Is It Ever A Good Idea To Work For Free?


by Aryeh Powers

We all have friends and colleagues who occasionally ask us for a favor that requires our knowledge in or skills in a given area of expertise. Doing a friend a favor is not called working for free. This post isn’t about doing someone a favor. The question of whether or not to provide free work is the question of when someone that you don’t know is asking for your products or services and they’re telling you that you have something to gain by taking on that project for free. Should you ever take on that kind of project?

Here are a couple of examples of free work pitches that you might have come across. 1. If you do some free work for me and you do a good job, then I can probably offer you more work and on a more permanent basis in the future. 2. If you do some free work for me and you do a good job, I’ll recommend you to colleagues of mine. 3. If you want me to sell your products, I can work out a deal on consignment.

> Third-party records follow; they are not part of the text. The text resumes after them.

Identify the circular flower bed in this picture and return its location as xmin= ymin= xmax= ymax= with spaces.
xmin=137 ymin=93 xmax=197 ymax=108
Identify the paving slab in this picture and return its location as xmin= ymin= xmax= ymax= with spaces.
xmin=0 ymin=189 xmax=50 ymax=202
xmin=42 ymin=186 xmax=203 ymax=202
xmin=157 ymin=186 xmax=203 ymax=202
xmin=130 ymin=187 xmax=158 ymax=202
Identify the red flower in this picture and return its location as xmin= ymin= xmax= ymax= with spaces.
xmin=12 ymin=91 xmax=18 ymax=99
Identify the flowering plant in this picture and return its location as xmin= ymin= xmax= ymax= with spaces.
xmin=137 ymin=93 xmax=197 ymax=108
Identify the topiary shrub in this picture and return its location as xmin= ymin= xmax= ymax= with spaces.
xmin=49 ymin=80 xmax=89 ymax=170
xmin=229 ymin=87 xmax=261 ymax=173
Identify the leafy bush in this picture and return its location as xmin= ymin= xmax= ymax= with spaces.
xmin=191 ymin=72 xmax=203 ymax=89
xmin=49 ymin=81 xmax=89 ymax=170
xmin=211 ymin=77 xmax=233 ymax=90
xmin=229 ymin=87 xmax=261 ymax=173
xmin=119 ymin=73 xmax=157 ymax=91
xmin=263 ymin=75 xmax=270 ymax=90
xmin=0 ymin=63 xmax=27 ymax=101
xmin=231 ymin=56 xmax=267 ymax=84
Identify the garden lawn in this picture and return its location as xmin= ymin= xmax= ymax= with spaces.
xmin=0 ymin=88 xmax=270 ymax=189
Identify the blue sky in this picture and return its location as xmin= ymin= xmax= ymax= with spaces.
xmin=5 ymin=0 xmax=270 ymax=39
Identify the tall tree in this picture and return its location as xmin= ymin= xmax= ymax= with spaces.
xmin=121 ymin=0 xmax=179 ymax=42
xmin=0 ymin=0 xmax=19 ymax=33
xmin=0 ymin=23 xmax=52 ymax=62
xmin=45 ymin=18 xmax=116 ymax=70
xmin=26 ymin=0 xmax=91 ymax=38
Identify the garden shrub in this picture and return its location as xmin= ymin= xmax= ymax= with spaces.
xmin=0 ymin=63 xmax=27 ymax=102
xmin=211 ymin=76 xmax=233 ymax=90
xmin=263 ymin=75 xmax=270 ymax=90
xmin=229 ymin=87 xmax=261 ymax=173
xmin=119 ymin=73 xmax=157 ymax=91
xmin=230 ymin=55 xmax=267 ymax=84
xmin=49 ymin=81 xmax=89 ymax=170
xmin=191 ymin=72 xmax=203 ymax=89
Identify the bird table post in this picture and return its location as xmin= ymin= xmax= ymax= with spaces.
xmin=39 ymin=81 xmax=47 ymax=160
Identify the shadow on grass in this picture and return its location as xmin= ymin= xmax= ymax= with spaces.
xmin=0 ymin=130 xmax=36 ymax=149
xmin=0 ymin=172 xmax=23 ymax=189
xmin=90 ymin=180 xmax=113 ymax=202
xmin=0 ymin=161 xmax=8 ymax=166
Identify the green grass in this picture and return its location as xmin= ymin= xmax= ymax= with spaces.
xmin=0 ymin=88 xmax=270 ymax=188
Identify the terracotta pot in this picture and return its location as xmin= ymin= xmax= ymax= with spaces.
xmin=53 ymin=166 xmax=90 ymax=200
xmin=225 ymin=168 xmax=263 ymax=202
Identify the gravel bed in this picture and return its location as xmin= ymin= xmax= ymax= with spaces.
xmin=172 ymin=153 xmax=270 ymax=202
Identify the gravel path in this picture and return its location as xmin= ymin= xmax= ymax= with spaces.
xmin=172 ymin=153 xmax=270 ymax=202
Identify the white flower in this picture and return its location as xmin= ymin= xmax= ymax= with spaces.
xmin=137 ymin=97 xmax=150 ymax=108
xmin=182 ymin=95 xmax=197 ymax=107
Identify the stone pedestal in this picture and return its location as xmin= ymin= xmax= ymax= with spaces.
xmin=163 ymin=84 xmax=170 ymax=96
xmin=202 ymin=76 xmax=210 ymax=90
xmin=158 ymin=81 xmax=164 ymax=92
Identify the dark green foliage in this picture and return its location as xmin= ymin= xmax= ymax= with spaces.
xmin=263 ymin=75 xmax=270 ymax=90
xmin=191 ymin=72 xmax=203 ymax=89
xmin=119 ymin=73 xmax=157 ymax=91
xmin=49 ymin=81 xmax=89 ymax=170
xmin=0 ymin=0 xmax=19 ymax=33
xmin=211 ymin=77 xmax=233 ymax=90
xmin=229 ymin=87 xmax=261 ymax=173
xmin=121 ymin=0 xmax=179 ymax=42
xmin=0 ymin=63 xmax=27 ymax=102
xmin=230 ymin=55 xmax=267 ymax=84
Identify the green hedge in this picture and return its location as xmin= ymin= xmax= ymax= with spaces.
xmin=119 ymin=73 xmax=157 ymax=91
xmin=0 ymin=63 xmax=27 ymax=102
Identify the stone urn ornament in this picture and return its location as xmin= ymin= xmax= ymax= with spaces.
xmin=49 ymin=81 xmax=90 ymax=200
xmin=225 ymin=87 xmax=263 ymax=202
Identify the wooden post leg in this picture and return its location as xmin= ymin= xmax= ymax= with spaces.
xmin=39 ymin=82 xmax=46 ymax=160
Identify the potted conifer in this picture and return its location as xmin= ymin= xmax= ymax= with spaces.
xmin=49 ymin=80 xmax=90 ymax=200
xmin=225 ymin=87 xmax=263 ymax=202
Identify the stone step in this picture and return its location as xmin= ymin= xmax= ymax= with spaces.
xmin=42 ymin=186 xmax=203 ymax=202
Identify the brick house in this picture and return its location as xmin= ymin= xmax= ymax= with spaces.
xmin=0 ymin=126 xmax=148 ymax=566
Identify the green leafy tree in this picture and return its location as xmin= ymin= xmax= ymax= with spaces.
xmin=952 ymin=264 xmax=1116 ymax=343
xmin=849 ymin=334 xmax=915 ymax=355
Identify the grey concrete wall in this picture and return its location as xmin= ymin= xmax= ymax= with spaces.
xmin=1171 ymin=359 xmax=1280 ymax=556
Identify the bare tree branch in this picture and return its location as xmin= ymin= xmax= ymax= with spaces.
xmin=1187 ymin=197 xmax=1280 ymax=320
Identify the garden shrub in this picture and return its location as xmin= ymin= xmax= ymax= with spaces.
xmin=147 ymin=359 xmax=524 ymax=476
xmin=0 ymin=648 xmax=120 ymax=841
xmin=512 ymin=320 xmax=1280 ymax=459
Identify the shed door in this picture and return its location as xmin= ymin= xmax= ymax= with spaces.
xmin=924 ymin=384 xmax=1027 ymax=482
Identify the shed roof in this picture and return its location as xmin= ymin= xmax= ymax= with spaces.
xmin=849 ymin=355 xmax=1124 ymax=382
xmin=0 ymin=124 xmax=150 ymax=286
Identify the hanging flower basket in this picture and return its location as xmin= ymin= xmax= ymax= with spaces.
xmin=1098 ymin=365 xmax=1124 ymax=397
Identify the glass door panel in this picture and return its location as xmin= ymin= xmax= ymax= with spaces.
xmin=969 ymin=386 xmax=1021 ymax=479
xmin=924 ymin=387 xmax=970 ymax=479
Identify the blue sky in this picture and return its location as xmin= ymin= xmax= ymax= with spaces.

In short, most of the time people ask you to provide free work for them, they offer you some sort of incentive to go along with your free work. So when, if ever, would it be a good idea to take their bait?

This takes me back to a meeting that I had had about a year and a half ago with fellow entrepreneur Jonathan Schrieber, Chief Revenue Officer of Over the course of our conversation, we spoke about garnering exposure and traction for my business idea’s and the company that I wished to create. One of the pieces of advice he gave me was “ride on others coat-tails to success”.

What he meant was to provide work to professionals with high profiles, because their success would be my success. Some examples that he cited were Justin Bieber and his YouTube success and Lady Gaga and the way she leveraged Twitter to grow her brand. Both YouTube and Twitter gained a significant amount of exposure and users, from these 2 famous celebrities that used their platform to help build their personal brands.

Although those social media platforms are used for promoting the stars, they become more popular when the stars choose to use them. In short, through offering those stars the use of their platforms, they significantly benefited. Their “free service offering” really worked out, due to the people that they offered their product to.

His recommendation really answers the question of when to take on free work and projects for others. If the incentive that is being offered is genuine exposure, as a result of the fame or character of the individual that you are working for, than it may very well take the place of the money that people pay in exchange for your work.

However, if someone is trying to get you to do free work and they are giving you a maybe for more work down the road, you can be sure that there is something wrong with the proposal. If someone believes in his company, his product or his service offering, then he should be willing to pay for the services that are required to grow his product into something bigger.

If by enhancing the name of a figure, celebrity, or company (with free work), you can enhance your own brand and use that as a case study to enhance your brand’s image, than seriously consider it. Otherwise, don’t do work for free.